# JEEP Cherokee tires.... duratrac/snow/something else.its getting to be that time ....



## WhitePlowr (Jan 8, 2011)

ok i still have my 99 cherokee classic stock height. right now i have 225/75/r15. i will be needing tires and i might just use what i get strictly for the snow not sure.. from all the sites i have been on this year and listening to people its still pretty much a split with a " snow tire" or some sort of offroad/onroad tire.i will be doing local town and highway driving. the snow tires to me dont have deep grooves at all but people say they perform better on icer conditions?????? idk. Ive become partial to the goodyear duratracs. so if i go with this one, which is better for plowing the size they have for a 15 " without going for a major lift is the LT235/75/r15 (28.9") load range C 2000lbs so its alittle wider than what i have now . my other option which i think you guys might agree with is if i get these 16" rims with the duratrac i can get is a LT215/85/r16(30.4") load range E 2680lbs. so now these are skinner and taller what you want for plowing right or will the 235 75 r15 be just as fine? highway driving and driving through blizzards remember  if i do go with the 215's the two issues ill have on mind is will have enough clearance and if i do keep these on year round being skinner and all they probably wont handle as well ast the 235 at highway speeds right?. i need suspension stuff to and was thinking about a 1-2" lift so i dont think the height will be a problem. for the 16" they have a few more options 225/75/r16 and the bigger dog 235/85/r16 load range e 3000lbs lol according to tirerack. here are the specs http://www.tirerack.com/tires/tires.jsp?tireMake=Goodyear&tireModel=Wrangler+DuraTrac thoughts, experience, advice......... thank you again ussmileyflag


----------



## affekonig (Aug 5, 2008)

I've never used the Duratracs and have only heard good things, but if a snow-only tire is an option, the truck will be unstopable. I have Firestone Winterforce 235/75/15s on mine and had them on my Wrnagler the winter before and am amazed. My Bronco had BFGoodrich ATs on it last winter and the Cherokee was waaaayyy better in the snow.


----------



## [email protected] (Aug 27, 2011)

I've used Firestone winterforce and they are great. They did wear fast over summer though so use another tire for summer. If you drive year round on them and need a tire that grips like glue and don't mind the road noise look at BFGoodrich commercial traction t/a. I have them and love them. In deep snow there is nothing better in my opinion, on ice they do good. Only thing I've experienced better was Nokian's on ice. They wear like steel and seem great on dry and wet roads. I also offroad my Cherokee and they rock in the mud, sand and rock.

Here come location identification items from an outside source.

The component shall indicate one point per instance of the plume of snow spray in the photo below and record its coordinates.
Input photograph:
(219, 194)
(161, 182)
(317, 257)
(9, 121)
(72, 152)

As far as Duratracs I had them on a AWD full size Chevy van. They wore fast and seemed a bit loose on ice. I did not like them on the steering axle as they always seemed to push in the deep snow. It's all in opinions though if they are a tire you like go with them. I run the LT265/75R16 size on my 96 XJ with no lift but air shocks in back.


----------



## WhitePlowr (Jan 8, 2011)

265 duratrac?


----------



## [email protected] (Aug 27, 2011)

No, sorry I should have stated I have the BFGoodrich commercial traction T/A's in the 265 size on the Jeep.


----------